Methods: The study methodology involved the induction of diabetes in rats using Alloxan (120 mg/kg). A total of 20 albino rats were randomly assigned into two groups control group (N=10) and diabetes group (n=10). Diabetic group received the dose of alloxan, while the control group received similar dose of normal saline. Glucose level was monitored daily. After the end of the experiment (one -month period), all animals were terminated. Blood samples were taken to measure biochemical investigations including glucose, cholesterol, and triglycerides. Liver tissue was excised and washed with normal saline and fixed in buffered formalin (10%). Liver tissue was processed and stained by hematoxylin and eosin for routine histological examination and also stained by immunohistochemistry for Ki67 biomarker.

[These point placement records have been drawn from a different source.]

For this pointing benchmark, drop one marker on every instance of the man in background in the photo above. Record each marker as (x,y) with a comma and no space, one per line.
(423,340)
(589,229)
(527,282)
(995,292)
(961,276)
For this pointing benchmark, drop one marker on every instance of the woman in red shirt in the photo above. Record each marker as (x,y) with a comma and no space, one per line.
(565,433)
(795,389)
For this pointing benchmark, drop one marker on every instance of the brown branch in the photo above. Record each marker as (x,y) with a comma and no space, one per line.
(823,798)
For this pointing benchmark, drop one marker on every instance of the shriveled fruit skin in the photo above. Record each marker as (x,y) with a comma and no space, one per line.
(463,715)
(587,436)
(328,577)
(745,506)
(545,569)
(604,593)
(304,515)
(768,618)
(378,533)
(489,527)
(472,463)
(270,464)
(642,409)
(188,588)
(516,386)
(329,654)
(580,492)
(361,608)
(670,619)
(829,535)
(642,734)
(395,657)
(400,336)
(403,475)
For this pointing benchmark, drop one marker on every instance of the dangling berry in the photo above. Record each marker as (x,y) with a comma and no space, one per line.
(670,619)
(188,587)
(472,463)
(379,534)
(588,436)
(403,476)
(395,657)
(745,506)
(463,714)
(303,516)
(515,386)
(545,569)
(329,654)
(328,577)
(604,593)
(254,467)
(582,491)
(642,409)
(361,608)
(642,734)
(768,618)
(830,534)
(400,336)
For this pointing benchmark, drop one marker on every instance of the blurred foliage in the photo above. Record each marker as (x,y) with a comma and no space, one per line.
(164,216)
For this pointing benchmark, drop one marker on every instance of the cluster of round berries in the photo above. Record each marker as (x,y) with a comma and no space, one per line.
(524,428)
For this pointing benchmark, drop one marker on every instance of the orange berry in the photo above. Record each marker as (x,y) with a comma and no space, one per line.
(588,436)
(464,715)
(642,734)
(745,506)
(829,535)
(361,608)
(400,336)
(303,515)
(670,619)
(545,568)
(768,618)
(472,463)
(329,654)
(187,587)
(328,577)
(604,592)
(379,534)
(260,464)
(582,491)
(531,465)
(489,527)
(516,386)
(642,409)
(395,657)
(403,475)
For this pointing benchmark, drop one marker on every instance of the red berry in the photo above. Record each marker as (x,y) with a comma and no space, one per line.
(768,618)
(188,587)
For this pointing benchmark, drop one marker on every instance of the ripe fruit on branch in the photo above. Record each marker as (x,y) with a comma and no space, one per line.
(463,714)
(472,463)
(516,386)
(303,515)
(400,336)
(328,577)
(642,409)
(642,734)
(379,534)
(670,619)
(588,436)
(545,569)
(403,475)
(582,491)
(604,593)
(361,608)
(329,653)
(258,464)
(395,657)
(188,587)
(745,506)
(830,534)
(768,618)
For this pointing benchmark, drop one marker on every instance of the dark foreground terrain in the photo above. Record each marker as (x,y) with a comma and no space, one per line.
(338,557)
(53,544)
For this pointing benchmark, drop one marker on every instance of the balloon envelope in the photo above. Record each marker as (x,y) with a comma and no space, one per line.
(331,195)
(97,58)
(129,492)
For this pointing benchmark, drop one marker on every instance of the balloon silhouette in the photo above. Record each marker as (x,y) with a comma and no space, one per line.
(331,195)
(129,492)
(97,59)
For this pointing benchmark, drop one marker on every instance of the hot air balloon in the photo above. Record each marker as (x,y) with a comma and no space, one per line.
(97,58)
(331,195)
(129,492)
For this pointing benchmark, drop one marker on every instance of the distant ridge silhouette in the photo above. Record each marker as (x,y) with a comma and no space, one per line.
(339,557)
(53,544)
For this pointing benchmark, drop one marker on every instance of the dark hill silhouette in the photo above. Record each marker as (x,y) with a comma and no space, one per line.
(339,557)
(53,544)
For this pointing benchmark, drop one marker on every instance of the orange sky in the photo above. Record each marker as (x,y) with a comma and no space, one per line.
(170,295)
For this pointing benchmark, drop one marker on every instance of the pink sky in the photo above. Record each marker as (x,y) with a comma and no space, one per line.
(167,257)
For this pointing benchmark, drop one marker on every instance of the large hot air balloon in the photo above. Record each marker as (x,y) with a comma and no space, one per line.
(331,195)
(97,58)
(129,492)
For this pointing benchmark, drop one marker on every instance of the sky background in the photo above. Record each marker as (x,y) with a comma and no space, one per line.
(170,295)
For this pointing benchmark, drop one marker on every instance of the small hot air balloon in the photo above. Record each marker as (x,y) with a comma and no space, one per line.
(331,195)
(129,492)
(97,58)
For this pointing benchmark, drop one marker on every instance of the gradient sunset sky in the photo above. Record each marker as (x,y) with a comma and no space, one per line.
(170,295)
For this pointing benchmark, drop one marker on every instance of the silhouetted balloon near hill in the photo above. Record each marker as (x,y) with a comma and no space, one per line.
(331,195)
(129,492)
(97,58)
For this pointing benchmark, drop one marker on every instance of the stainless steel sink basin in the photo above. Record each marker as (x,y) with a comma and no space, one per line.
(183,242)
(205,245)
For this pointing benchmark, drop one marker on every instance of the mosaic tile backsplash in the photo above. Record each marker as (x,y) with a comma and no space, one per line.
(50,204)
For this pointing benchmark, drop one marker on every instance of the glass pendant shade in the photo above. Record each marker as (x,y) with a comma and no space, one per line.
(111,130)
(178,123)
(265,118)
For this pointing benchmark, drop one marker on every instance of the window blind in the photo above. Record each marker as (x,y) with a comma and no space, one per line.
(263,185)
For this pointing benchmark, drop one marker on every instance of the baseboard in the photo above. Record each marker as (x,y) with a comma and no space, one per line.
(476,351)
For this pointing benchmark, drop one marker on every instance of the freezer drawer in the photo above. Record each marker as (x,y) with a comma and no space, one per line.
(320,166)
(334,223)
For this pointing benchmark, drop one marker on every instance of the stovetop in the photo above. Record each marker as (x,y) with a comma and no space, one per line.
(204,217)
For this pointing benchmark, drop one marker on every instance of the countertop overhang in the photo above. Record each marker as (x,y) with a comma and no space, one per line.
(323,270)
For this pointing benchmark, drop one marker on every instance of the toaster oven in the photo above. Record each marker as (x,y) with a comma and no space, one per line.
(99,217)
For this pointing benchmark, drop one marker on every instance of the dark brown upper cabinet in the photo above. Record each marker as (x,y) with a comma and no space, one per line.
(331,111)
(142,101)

Results: The results revealed the efficacy of the diabetic model. All biochemical investigations were significantly higher in the diabetic group compared with that of control group (p<0.001). Histological studies showed the existence of morphological alterations in cells and fatty changes in the diabetic group compared with the control group. The expression of Ki67 was significantly higher in the diabetic group compared with that in the control group (p=0.011).

Conclusion: Taken together, diabetes has adverse effects on the spleen from a histological point of view, and from the expression of Ki67.